David: This fantastic song from Jez Lowe is a statement about how we should use our resources for good and not ill. The final verse is a cry of hope for our future generations – it therefore seemed appropriate to feature children singing the chorus of the song with us: “we’ve got hands to make folks happy, we’ve got feet so we can be free, and the mouths of the mob can mutter, but they’re not speaking for me.” The children are also clapping and stamping along, using their hands, feet and voices to sing this positive message of peace and freedom. We do a lot of work with children. We’re currently working on a World War I project in primary and secondary schools. You can find out more on the education page of our website.
Primary school children love it whenever we go into schools and do creative projects, and they get especially excited whenever you bring in electronic recording equipment. Plus, we were asking them to clap their hands, stamp their feet and generally make lots of noise, which kids really love. So they had a great time. It’s great to see children being inspired by the music and stories that inspire us.
FW: Congratulations on your finale, Lovely Cup of Tea – particularly on the inspired hatred/caffeinated rhyme. Is this your first composition for The Young’uns? And what inspired you to write it from the perspective of an EDL member?
David: Thank you. Yes, it is my first song for The Young’uns. I don’t have any plans to write any more. I didn’t really plan to write Lovely Cup of Tea. It was just one of those things that seemed to come out of nowhere. When we heard about this story in the news we were all inspired and we said that we must write a song about it. A week later, Sean and I both announced that we had done so. Fortunately, the two songs are very contrasting in terms of tone, and so we started performing both in our gigs, and both went down really well. I’m not really well-suited to writing serious songs, and so it seemed more natural to me to write a comical depiction of the scene from the perspective of an EDL member. I haven’t been attacked yet, and we’ve only had one complaint about it at a gig.
FW: We’ve already asked you about the crucial issue of sandwiches. Seeing as this album refers often to tea and biscuits, it seems germane to ask – what’s your favourite biscuit?
David: Last time when you asked me the sandwich question, I decided to tease your readers by announcing that we would reveal the information on our podcast. This tactic obviously worked because on the day you posted our interview on your site, our website crashed due to the number of people trying to access The Young’uns Podcast in a bid to seek clarity on our sandwich preferences. This time round we have prepared for such an event and so we are ready and waiting for the onslaught of readers to flock to the Young’uns website where we shall release a Young’uns Podcast that uncovers our favourite biscuits.

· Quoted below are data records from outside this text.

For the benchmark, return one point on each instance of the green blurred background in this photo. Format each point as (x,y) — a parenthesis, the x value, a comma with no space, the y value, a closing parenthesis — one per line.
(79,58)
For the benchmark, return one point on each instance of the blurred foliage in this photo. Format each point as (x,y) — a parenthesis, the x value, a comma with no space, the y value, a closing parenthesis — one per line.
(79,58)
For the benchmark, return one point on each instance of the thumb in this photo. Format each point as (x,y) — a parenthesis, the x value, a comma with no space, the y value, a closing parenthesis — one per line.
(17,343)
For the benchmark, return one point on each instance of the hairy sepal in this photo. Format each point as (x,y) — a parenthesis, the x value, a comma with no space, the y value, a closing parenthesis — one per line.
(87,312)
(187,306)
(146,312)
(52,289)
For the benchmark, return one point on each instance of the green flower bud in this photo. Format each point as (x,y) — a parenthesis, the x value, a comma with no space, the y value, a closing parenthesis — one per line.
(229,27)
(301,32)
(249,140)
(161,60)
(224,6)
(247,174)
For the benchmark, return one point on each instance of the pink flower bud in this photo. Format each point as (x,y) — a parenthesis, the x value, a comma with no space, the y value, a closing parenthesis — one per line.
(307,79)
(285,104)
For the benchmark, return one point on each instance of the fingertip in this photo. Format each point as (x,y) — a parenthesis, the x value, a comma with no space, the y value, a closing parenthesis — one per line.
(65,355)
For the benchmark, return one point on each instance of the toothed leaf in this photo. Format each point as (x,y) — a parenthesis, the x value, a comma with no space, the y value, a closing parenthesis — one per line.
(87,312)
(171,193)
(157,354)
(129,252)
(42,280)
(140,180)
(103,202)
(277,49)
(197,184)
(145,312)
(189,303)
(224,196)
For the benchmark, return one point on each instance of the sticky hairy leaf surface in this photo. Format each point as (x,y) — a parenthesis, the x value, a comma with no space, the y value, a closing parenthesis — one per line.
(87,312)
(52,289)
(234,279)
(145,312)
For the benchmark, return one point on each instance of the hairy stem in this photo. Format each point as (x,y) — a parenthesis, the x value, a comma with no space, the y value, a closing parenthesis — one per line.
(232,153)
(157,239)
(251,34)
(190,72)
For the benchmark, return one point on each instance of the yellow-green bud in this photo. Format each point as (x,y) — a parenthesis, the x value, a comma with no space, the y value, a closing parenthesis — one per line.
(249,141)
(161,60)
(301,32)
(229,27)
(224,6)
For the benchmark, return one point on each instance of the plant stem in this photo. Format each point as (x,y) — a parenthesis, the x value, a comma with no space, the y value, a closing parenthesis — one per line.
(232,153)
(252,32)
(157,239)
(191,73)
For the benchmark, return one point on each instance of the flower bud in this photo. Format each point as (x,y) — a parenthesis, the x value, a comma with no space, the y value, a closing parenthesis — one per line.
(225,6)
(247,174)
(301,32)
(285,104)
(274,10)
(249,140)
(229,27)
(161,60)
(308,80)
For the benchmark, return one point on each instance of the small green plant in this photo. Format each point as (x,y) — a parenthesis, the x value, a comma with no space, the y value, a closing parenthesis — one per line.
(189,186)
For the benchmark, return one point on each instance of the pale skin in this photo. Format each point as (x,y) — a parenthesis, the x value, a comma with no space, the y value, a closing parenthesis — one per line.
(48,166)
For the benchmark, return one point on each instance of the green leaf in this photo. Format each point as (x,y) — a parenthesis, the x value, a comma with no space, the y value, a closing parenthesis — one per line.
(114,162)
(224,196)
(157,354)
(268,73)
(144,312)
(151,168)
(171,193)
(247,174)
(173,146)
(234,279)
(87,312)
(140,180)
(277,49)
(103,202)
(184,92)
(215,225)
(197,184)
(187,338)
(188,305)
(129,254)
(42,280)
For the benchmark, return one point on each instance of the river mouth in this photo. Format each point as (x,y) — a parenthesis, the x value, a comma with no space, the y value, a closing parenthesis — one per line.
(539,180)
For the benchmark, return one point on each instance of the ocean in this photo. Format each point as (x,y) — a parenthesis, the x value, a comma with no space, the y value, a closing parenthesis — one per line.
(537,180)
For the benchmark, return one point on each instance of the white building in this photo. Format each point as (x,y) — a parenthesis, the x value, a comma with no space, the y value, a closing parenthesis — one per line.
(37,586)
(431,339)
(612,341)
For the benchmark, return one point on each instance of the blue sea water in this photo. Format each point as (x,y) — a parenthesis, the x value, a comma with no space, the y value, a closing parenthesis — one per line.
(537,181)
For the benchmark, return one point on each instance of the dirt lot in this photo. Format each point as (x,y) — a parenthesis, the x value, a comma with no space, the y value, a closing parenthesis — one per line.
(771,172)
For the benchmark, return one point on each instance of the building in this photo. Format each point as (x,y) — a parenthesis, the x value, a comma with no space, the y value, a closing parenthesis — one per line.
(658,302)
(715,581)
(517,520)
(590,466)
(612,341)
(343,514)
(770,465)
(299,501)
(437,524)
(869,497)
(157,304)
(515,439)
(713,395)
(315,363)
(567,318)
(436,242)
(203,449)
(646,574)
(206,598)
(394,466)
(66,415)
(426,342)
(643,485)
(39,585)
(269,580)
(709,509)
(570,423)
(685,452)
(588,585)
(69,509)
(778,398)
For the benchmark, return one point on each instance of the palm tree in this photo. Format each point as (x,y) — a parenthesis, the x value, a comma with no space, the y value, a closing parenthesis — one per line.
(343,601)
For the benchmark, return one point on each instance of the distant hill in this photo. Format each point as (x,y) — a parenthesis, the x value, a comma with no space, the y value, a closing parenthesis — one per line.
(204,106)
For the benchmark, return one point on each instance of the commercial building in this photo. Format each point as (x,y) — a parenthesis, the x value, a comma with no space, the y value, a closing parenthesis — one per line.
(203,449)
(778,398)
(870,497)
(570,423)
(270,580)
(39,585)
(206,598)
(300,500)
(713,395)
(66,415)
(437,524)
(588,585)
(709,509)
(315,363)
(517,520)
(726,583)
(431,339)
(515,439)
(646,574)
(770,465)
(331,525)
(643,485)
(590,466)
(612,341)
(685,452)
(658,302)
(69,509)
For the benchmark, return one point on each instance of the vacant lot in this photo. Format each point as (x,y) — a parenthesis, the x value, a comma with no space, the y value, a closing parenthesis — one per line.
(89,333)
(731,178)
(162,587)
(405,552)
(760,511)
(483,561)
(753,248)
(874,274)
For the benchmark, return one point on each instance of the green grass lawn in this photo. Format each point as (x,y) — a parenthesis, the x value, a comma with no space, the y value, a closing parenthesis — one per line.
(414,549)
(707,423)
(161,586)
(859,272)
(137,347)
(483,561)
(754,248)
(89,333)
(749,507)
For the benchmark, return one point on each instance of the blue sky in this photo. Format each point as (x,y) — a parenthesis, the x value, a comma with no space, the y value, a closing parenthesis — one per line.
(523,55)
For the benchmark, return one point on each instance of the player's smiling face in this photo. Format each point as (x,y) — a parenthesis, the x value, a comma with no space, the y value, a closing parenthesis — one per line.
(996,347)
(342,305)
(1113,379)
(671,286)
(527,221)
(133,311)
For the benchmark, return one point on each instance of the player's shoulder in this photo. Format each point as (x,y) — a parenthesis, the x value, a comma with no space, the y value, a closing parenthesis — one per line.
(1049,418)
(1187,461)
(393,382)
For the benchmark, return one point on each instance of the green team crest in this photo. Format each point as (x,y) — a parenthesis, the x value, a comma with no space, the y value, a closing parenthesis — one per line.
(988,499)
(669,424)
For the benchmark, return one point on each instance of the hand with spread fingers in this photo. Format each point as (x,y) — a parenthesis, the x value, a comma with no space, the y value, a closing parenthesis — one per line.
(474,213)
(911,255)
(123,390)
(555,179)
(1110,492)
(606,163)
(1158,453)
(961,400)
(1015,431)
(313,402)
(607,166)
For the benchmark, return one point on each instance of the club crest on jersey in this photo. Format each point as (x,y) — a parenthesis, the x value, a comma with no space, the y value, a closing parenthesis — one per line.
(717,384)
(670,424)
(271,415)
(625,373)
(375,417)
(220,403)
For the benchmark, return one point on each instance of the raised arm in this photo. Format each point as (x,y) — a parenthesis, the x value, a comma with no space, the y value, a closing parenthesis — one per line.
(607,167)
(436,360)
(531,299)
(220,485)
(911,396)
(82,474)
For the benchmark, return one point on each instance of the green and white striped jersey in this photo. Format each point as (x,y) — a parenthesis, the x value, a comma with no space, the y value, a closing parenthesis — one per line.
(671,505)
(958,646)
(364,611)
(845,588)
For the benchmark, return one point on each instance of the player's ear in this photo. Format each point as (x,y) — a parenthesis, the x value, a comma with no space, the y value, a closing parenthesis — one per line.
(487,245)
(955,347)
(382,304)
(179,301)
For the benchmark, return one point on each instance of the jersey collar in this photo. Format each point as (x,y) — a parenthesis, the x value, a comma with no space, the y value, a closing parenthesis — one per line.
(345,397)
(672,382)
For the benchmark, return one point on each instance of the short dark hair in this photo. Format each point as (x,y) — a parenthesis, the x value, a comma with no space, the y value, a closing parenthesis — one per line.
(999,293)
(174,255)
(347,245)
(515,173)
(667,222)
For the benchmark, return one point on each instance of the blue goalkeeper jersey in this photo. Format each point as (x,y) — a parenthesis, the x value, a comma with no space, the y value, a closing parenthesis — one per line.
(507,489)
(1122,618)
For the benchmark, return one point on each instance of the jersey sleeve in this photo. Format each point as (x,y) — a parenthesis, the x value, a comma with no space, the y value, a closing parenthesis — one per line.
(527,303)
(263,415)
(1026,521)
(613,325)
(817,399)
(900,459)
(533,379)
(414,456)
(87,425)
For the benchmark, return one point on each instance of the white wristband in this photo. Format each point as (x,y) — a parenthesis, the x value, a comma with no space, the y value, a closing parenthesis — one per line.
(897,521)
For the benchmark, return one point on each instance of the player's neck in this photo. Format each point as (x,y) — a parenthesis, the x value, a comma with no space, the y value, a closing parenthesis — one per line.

Last time, however, not only did we provide you with our three favourite sandwiches but also the favourite sandwich of Becky Unthank. I can assure you that listeners to the next Young’uns Podcast will not be disappointed, for we shall not only unearth our own biscuit preferences but also the biscuit preferences of other renowned folk singers. Perhaps Becky Unthank will return. Perhaps we can call the feature Bicky Unthank. James Fagan is due to make an appearance, and so we’ll discover his and Nancy’s favourite biscuit. I have a feeling that Nancy’s will be the Kerrstard Cream. Anyway, before this descends into cringeworthy biscuit-based folk singer pun meltdown. I will bid you adieu.